LA FIN DE LA SIDERURGIE A DENAIN

Dans les années 60, la demande nationale et mondiale d’acier était forte. Les usines produisaient à plein régime sans
se soucier de la compétitivité. Les outils de production étant saturés, il devenait indispensable pour satisfaire les besoins,
d’augmenter les capacités des volumes d'acier produits.
Afin d’abaisser les coûts d’approvisionnement des matières premières et des coûts de  transport pour les expéditions de
produits finis, la politique industrielle de l’époque privilégia les investissements dans de nouveaux complexes sidérurgiques
situés en bordure de mer. C’est ainsi qu’est né à Dunkerque, dans les années 60, une grande unité de production d’acier,
puis, peu de temps après, une autre, à Fos sur Mer.
Pour cette dernière unité, Usinor était réticent, mais devant l’insistance de Georges Pompidou, président de la république
à l’époque, la grande entreprise entreprit la réalisation de ce complexe dans le Sud du pays. A défaut, le gouvernement
aurait supprimer les subventions que l’état accordait annuellement...
Le comité de direction de l’époque était partagé entre cette stratégie et l’autre, qui consistait à investir dans les outils industriels
existants, à Denain et à Longwy notamment. Les investissements auraient permis à ces usines, d’augmenter  leurs capacités de
production et d’améliorer leur productivité.
Produisant davantage, avec des coûts forcément plus compétitifs, les nouvelles usines condamnaient forcément à terme celles
construites au début du 20è siècle.
Mais un autre facteur important est venu révolutionner le fonctionnement de l’entreprise : son changement de statut lors de
sa privatisation dans les années 80. En effet, l’Etat  Providence, actionnaire principal, a totalement retiré sa participation.
Avec un statut privé, le management de l’entreprise devenait différent.
La privatisation de la sidérurgie française, entraîna la mise en préretraite de nombreux sidérurgistes et la suppression de
20000 postes, principalement à Longwy et à Denain. La production française a continué d’être assurée par le transfert des carnets de commandes des usines fermées vers ces usines plus modernes. Avec un effectif réduit de 20000 personnes, pour une production identique, l’économie réalisée était  phénoménale… Les bilans négatifs présentés chaque année pour obtenir les aides de l’Etat sont soudain devenus positifs…
Voilà comment l’usine de Denain et ses hauts fourneaux situés à Escaudain, ont été sacrifiés.
Il est sûr que l’entreprise avait un effectif pléthorique. Il suffisait de connaître une personne « bien placée » pour entrer à Usinor.
Mieux : si un individu était un bon joueur de football ou musicien, ou s’il fréquentait hypocritement l’église du Sacré Cœur à Denain chaque dimanche,  pour se faire remarquer par certains membres de la direction qui assistaient aux offices religieux, la chance d’être embauché était plus grande…
Il faut bien qu’un jour, ces complaisances cessent, car une entreprise ne peut pas fonctionner indéfiniment en sureffectif. Les
comportements de l’époque, voire les errements de certains dirigeants ont  évolué et la privatisation a mis un terme à cette spirale
infernale à l’embauche non indispensable.
Si l’on ajoute les querelles intestines entre les services internes, des investissements absurdes, certaines dépenses sans les contrôles budgétaires mis en place aujourd’hui et d'autres abus qu’il est inutile d’étaler, « l’étouffement » de l’usine de Denain devenait progressif. Sa disparition devint inévitable.
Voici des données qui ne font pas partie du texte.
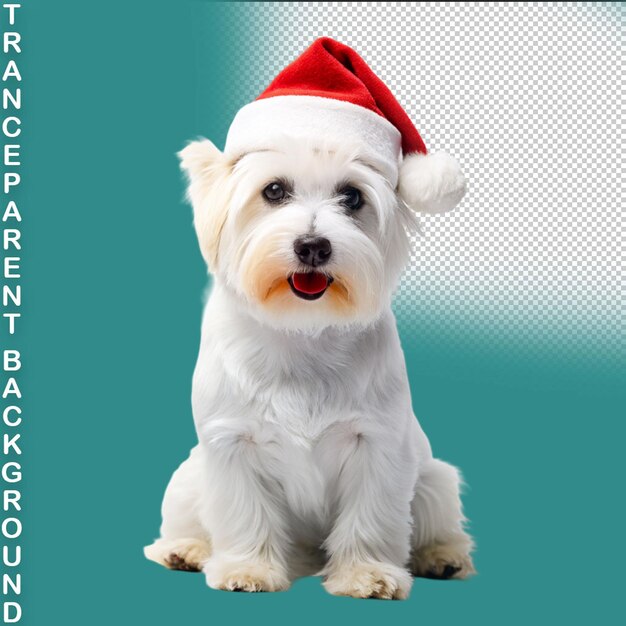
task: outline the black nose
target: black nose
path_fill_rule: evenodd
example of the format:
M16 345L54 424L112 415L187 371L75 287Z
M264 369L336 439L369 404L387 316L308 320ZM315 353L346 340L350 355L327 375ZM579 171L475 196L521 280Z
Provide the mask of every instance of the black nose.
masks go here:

L’usine rayée de la carte, il resta 3 grandes unités de production d’acier : Fos, Florange et Dunkerque. Suite à des acquisitions fusion, Usinor changea  plusieurs fois de noms pour enfin devenir Arcélor… et premier producteur d’acier mondial.
Leader, ce fleuron français n’avait aucune raison de disparaître.
Et pourtant, lors d’une OPA hostile lancée par l’indien Mittal, Arcélor fut rachetée…avec la bénédiction du gouvernement qui criait
pourtant haut et fort qu’il était stratégique de garder une sidérurgie française !
Depuis ce temps, des fermetures d’usines ou d’arrêts de production temporaires (on sait ce que cela veut dire) se sont enchaînés.
Actuellement, l’usine de Florange est dans le collimateur. Comme les autres, elle « tombera ». Resteront Dunkerque et Fos, les usines du bord de l'eau. Mais jusqu’à quand ?
Les aciers seront progressivement fabriqués, comme nos automobiles,  dans les pays à bas coups sociaux.